I've said it before and I'll say it again. I do not watch local television. No, I'm not trying to be unpatriotic at lalong hindi ako nagpapa sosi, it's just that I do not find it entertaining. Never have, never will, NEVAH! I've tried, many times over, but no matter how hard I try, if only for our Inang Bayan, talagang hindi ako na eentertain, hindi talaga! So stop asking me why kainis.

While channel surfing 2 days ago, I was reminded why I hated it in the first place. I see this former child star dancing on tv. As if that's not enough aba nag break dancing pa. He's doing it to promote his very own dance album. By the way, he's considered an up ang coming hunk. By whom, I have no idea, they probably have severe sight (or preference/taste) problems. According to Mr. Webster a hunk is a muscular, well-built man. How can you be called a hunk if you're a grown man and you measure less than 5'5"??? No matter how gwapo you are, I don't think so. Take me for example, at 5'1" I consider myself petite, in Tagalog, pandak, bansot. BUT, BUT, BUT, enter a woman's beauty arsenal - the high heel. Being petite, I own a lot of high-heeled shoes, the highest being more than 5 inches. So if I wear my heels around short guys mukha na akong matangkad baka mag abot pa ang height namin mwahaha. But the same standard does not apply to guys as the highest elevated/elevator shoes I know are about 2 inches only, well at least the natural looking ones. Stick to acting hijo. Please stop bombarding us with your so-called dancing hunks, they look more like swaying hobbits. Sama mo si Frodo Baggins at Samwise Gamgee para masaya mwahahaha.

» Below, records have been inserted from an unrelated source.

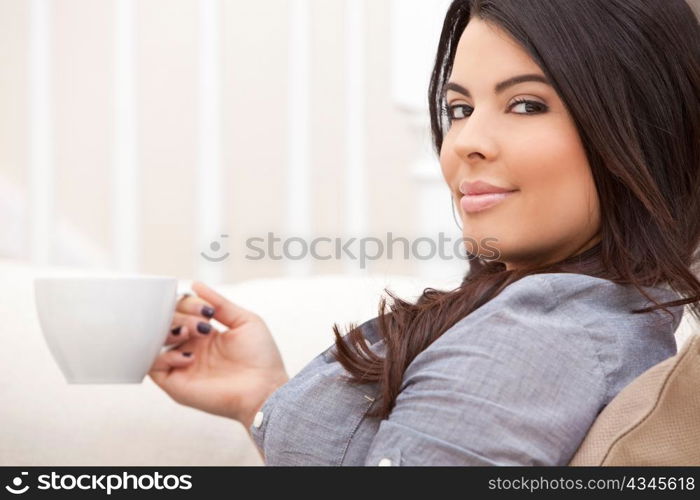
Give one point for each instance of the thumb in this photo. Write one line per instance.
(167, 361)
(225, 311)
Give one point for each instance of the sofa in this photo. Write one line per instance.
(46, 421)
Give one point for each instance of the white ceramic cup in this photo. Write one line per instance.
(105, 329)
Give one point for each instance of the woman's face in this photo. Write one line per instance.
(532, 148)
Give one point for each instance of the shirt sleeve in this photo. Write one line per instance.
(517, 383)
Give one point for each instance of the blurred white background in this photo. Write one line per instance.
(134, 134)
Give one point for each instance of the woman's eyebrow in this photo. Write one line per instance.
(500, 87)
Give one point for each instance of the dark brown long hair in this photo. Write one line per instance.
(629, 73)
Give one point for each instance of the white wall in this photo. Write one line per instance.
(151, 128)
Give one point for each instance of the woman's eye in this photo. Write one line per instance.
(530, 107)
(526, 107)
(454, 112)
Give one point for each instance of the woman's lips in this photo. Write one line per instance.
(480, 202)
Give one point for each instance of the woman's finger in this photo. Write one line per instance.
(169, 360)
(184, 325)
(195, 306)
(225, 311)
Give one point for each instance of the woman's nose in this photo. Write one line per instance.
(475, 139)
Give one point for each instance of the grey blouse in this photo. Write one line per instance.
(517, 382)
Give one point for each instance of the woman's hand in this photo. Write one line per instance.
(229, 373)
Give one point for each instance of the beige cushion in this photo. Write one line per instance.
(655, 420)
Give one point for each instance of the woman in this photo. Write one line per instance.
(596, 154)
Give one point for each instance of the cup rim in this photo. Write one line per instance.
(100, 277)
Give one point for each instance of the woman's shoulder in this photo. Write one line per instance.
(590, 300)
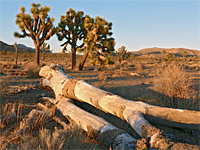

Speaking of vertically challenged hunks(??!), what do women see in this noontime host??? He's not handsome, he's not even cute, ke liit liit pa niya. I saw him with his gang of alalays/friends/whoever thay are, in person sometime ago at Rustan's with my Nanay Cora, who wanted to run towards him and hug him. I was with my other siblings as well and we went running straight to the nearest escalator. Kidding aside, he's looks really nice and sweet, but pogi, no friggin' way. He has stringed so many women, most of whom are really, really gorgeous, and tall may I add. What is it that you see in him that we don't??? I'm sure it's not money either since he has also hooked up with moneyed women and besides I don't think he's that rich. Baka magaling??? Mag host, you dirty, dirty minds mwahaha.

Hay naku
, all this blogging is bringing out the inner


in me. I have relinquished my throne (well, at least wearing this shirt) more than 2 years ago since I started believing in the law of attraction. All this blogging is unleashing her again. Or maybe it's just the hormones. For some reason, my pills don't seem to be doing the trick. I've been moody lately and I swear I have no libido. But heck no, I'm not being apologetic, I meant every word I said. If any of the people mentioned above get to read my post, don't you dare throw rocks at me, baka tamaan kayo ng heels ko mwahaha.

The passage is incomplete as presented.